Inspiratory muscle training improves respiratory muscle function and may improve weaning
outcomes in patients with weaning difficulties. Compared to the commonly used pressure
threshold loading, tapered flow resistive loading better accommodates pressure–volume
relationships of the respiratory muscles, which might help to facilitate application
of external loads and optimise training responses.

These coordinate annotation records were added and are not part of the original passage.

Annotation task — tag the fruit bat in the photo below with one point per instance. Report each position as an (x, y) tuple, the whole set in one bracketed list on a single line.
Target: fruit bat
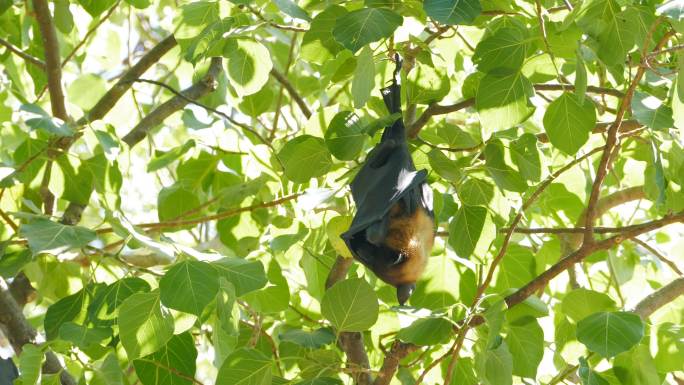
[(393, 230)]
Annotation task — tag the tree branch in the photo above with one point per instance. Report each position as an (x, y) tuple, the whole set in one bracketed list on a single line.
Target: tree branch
[(72, 214), (390, 365), (612, 139), (15, 50), (109, 99), (660, 298), (544, 278), (658, 255), (292, 91), (212, 110), (53, 64), (204, 86)]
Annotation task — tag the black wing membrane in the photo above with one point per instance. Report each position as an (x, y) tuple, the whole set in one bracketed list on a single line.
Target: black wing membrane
[(388, 177)]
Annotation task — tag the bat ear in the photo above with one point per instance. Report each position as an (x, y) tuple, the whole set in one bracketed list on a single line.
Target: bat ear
[(404, 292)]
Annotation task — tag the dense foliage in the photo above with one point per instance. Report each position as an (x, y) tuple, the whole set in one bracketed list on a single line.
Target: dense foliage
[(173, 184)]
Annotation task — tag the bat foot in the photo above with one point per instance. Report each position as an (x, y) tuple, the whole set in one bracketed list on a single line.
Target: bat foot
[(404, 291)]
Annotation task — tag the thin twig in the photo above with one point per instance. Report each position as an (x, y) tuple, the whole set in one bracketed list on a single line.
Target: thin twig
[(209, 218), (437, 109), (183, 96), (350, 342), (612, 139), (90, 32), (29, 58), (52, 62), (202, 87), (660, 298), (292, 91), (516, 220), (658, 255)]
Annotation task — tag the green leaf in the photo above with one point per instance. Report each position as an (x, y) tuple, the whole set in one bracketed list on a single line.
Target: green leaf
[(313, 340), (107, 300), (174, 201), (274, 298), (670, 353), (636, 366), (465, 229), (334, 228), (249, 65), (363, 26), (506, 48), (108, 372), (674, 9), (464, 372), (245, 367), (581, 303), (165, 158), (191, 121), (30, 362), (568, 122), (610, 333), (476, 192), (445, 167), (258, 103), (427, 332), (525, 340), (209, 42), (291, 8), (140, 4), (318, 43), (580, 77), (86, 90), (502, 100), (173, 364), (504, 176), (426, 84), (189, 286), (305, 157), (525, 156), (517, 268), (364, 78), (345, 136), (495, 366), (200, 12), (245, 275), (83, 336), (96, 7), (144, 327), (452, 12), (350, 305), (650, 112), (588, 376), (44, 235), (64, 20), (613, 34), (44, 122)]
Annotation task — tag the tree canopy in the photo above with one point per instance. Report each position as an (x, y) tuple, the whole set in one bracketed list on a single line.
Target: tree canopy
[(174, 182)]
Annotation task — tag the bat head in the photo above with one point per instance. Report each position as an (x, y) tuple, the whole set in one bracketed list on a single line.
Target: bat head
[(404, 291)]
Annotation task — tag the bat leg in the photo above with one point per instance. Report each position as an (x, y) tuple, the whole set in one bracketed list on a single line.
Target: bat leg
[(377, 232), (382, 153), (364, 251)]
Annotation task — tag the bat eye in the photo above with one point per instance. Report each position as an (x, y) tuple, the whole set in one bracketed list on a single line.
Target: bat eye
[(401, 258)]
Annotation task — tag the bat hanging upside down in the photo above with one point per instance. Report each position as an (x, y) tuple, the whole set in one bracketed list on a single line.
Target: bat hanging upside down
[(393, 230)]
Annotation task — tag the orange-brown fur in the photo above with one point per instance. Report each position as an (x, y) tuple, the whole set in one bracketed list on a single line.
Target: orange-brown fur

The objective of this study was to compare acute breathing pattern responses and perceived
symptoms during an inspiratory muscle training session performed against identical
external loading provided as pressure threshold loading or as tapered flow resistive
loading. We hypothesised that for a given loading, tapered flow resistive loading
would allow larger volume expansion and higher inspiratory flow responses and consequently
higher external work of breathing and power than pressure threshold loading and that
subsequently patients perceived fewer symptoms during tapered flow resistive loading
than during pressure threshold loading.
In this exploratory study, 21 patients (maximal inspiratory pressure: 35 ± 14 cmH2O and vital capacity:0.85 L±0.37 L) performed two training sessions against external
loads equalling 42 ± 15% of maximal inspiratory pressure provided either as pressure
threshold loading or as tapered flow resistive loading. During these training sessions,
breath-by-breath data of breathing parameters were collected, and patients rated their
perceived breathing effort, dyspnoea, and unpleasantness.
Compared to pressure threshold loading, tapered flow resistive loading allowed significantly
larger volume expansion (0.53 ± 0.28 L versus 0.41 ± 0.20 L, p < 0.01) and inspiratory
flow responses (0.43 ± 0.20 L/s versus 0.33 ± 0.16 L/s, p = 0.01). Tapered flow resistive
loading was perceived as less unpleasant (3.1 ± 1.9 versus 3.8 ± 2.4, p = 0.048).
No significant differences in breathing effort, dyspnoea, work of breathing, and power
For a given loading, inspiratory muscle training with tapered flow resistive loading
allowed larger volume expansion and higher inspiratory flow responses than pressure
threshold loading, which led patients to perceive tapered flow resistive loading as
less unpleasant. This might help us to facilitate early implementation of inspiratory
muscle training in patients with weaning difficulties.